Annunciate in anticipo che è una marcia sicura, portate la nonna e i bambini, portate famiglia e amici. Dichiarazioni aperte: "Non veniamo a combattere e non combatteremo"

La manifestazione diventa una grande festa pacifica fatta di suoni, canti, colori e tantissimi fiori. Il momento culminante del movimento è, però, il grande raduno del 14 gennaio 1967, tenutosi nel Parco del Golden Gate a San Francisco, vero e proprio centro della cultura alternativa giovanile.
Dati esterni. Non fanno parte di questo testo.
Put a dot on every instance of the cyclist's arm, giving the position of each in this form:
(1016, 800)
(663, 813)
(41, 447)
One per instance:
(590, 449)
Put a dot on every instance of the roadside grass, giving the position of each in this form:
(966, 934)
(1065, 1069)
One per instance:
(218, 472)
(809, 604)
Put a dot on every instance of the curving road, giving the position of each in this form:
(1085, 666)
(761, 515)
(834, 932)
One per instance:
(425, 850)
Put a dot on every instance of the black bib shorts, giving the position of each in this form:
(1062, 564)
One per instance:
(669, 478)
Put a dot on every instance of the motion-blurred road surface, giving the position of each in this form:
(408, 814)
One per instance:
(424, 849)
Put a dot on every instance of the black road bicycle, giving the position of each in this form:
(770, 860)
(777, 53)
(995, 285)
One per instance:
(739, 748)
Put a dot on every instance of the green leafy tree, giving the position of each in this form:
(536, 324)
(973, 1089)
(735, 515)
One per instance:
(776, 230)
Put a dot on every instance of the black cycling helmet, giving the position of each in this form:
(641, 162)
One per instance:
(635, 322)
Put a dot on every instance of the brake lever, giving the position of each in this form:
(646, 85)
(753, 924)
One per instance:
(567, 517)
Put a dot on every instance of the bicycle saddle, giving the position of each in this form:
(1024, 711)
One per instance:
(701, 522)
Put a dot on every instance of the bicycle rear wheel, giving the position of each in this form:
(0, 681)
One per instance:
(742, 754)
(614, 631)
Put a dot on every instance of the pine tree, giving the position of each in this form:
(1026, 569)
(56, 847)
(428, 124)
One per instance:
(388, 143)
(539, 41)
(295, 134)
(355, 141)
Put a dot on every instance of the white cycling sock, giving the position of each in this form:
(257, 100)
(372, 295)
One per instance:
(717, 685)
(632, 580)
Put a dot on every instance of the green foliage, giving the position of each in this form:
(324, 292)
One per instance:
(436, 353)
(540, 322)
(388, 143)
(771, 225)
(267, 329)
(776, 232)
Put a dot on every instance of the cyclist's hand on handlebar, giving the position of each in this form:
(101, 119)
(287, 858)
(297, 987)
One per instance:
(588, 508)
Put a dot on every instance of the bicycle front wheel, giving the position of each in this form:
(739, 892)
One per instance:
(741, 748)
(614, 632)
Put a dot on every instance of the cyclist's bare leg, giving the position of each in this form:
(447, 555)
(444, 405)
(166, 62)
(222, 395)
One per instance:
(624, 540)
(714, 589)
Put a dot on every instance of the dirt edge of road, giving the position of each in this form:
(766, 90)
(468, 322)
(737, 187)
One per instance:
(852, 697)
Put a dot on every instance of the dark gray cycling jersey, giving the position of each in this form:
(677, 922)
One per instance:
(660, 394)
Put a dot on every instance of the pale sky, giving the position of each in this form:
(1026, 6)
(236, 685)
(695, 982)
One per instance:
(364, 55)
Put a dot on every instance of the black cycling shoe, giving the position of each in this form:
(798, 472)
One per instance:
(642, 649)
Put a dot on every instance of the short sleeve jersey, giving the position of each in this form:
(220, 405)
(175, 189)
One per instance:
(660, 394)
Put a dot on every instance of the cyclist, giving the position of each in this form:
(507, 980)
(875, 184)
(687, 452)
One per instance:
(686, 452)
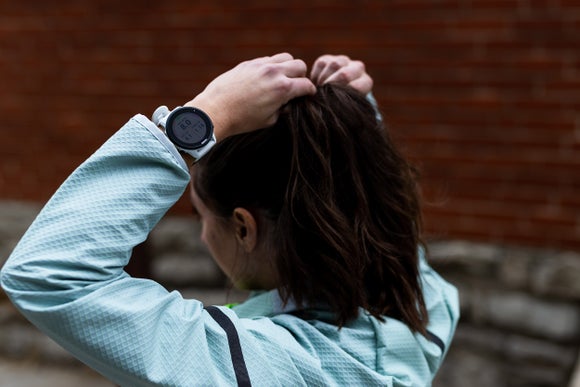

La mutazione culturale proposta da Leary è avvenuta; lo spettacolo è senza precedenti:

Ventagli, piume, pennacchi e zanne; campanelli, tamburi, carillons e incenso; stendardi, fiamme, bandiere e talismani; collane portafortuna, arance e carote; palloni, fiori, bambù e vesti-animali; flauti e ceste; mani giunte, occhi chiusi, fronti serene e sorrisi; stoffe da preghiera e bastoni da shaman...

In mezzo a tutto questo:

il prof. Leary... con un fiore giallo dietro l'orecchio; Leonore Kandel, in rosso e arancione; Gary Snyder seduto sull'orlo della piattaforma...maestro di cerimonia, parla con gioia. Allen Ginsberg, catalizzatore e distillatore di tutto, in una tunica bianca.

Questo grande rito collettivo si chiude, al tramonto, con Allen Ginsberg e Gary Snyder che salmodiano il mantra Om Sri Maitreya rivolti verso il sole, in una atmosfera di grande pace e poesia.